Amid a sharp selloff in the bond market, players in Europe's low-yielding papers have gotten their fingers burned, big time.
It's "ugly bond math," Hans Mikkelsen, a credit strategist at Bank of America Merrill Lynch, said in a note last week. The 30-year German bund prices declined around 12 percent over a two-week period, with a 53-basis-point increase in yield, which tots up roughly 25 years' worth of yield, he calculated.
That compares with a typical high-yield bond, for which a 53-basis-point rise in yield would suggest an around 2.3 percent price fall, erasing only around a third of a year's worth of yield, Mikkelsen said. Bond prices move inversely to yields.
Bond yields have moved even further since that report was written.

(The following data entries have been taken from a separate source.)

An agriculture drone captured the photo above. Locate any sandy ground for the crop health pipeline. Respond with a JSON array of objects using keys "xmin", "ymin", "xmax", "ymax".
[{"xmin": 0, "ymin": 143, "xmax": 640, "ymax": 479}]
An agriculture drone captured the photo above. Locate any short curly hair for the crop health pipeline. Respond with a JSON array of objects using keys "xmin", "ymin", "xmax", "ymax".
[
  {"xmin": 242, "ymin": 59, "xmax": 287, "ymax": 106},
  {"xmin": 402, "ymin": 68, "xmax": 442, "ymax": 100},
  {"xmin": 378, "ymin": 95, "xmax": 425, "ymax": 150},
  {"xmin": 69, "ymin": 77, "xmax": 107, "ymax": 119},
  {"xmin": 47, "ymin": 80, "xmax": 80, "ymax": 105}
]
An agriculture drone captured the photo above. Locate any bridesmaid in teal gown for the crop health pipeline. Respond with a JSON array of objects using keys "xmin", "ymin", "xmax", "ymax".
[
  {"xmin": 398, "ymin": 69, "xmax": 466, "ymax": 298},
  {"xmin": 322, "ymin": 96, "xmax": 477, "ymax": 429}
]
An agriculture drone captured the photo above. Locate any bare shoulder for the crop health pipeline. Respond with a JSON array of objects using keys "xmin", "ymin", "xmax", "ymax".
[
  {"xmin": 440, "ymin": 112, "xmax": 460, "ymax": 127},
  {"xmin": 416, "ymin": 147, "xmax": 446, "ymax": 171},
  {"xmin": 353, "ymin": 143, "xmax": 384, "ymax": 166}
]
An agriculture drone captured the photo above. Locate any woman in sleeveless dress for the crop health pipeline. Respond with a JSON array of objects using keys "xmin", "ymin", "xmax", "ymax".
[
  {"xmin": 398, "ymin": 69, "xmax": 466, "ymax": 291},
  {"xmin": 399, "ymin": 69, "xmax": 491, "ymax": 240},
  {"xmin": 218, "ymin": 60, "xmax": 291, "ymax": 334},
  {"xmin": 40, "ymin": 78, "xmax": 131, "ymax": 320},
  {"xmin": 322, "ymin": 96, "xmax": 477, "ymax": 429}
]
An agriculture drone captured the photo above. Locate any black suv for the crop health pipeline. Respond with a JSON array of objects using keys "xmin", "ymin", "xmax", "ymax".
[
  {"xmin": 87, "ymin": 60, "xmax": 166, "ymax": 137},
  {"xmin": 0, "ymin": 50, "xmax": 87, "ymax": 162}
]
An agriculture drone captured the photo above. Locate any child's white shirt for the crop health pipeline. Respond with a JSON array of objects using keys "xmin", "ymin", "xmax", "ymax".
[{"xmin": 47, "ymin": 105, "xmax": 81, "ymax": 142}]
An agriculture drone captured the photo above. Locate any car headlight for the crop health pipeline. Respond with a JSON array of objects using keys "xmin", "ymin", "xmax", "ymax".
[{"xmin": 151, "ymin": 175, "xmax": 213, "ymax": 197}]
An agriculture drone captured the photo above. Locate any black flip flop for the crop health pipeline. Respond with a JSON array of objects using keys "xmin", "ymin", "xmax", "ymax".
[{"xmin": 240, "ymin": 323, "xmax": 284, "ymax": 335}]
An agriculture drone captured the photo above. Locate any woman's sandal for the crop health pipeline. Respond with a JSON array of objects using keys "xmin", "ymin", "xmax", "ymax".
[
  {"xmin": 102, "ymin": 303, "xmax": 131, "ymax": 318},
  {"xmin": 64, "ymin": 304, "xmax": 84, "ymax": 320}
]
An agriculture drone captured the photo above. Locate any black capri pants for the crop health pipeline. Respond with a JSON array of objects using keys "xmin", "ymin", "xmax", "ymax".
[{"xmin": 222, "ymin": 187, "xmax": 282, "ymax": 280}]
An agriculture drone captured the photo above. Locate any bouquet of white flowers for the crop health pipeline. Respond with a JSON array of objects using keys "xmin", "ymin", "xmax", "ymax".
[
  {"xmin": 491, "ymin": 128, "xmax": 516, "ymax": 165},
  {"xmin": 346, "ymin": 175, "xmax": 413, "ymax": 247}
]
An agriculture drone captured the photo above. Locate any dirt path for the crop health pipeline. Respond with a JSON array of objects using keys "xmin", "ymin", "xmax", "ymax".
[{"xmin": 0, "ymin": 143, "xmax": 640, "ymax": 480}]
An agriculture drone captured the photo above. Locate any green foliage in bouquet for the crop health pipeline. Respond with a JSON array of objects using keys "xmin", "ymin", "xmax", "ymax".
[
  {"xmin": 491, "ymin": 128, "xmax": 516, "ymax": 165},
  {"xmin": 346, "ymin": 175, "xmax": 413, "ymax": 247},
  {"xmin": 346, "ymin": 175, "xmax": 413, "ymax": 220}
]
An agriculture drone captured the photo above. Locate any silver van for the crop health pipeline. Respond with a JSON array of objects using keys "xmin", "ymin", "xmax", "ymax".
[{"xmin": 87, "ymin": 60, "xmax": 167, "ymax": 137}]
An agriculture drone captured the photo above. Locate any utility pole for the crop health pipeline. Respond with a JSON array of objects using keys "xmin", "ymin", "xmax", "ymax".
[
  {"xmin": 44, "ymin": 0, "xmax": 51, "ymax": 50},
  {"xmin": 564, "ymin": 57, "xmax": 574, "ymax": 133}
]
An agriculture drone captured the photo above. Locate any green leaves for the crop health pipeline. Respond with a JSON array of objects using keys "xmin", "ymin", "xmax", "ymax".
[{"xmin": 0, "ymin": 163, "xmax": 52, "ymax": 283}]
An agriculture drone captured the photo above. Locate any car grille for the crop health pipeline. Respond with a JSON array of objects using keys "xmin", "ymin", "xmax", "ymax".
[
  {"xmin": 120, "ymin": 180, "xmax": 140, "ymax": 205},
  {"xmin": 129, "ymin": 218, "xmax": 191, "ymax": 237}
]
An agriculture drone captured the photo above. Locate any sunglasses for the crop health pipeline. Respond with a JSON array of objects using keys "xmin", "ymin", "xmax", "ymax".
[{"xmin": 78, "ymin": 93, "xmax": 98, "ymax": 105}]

Germany's bonds have taken the brunt of the selloff, with the 30-year yielding around 1.22 percent, up from 0.436 percent on April 20, while the benchmark 10-year's yield is around 0.603 percent, up from around 0.077 percent on April 20.
That's not terribly surprising, Bastien Drut, a strategist at Amundi, said in a blog post last week.
"After more than five quarters of declining German yields, it is logical to be seeing some profit-taking," he said. "This is even easier to understand since long-term rates were quickly moving towards negative territory."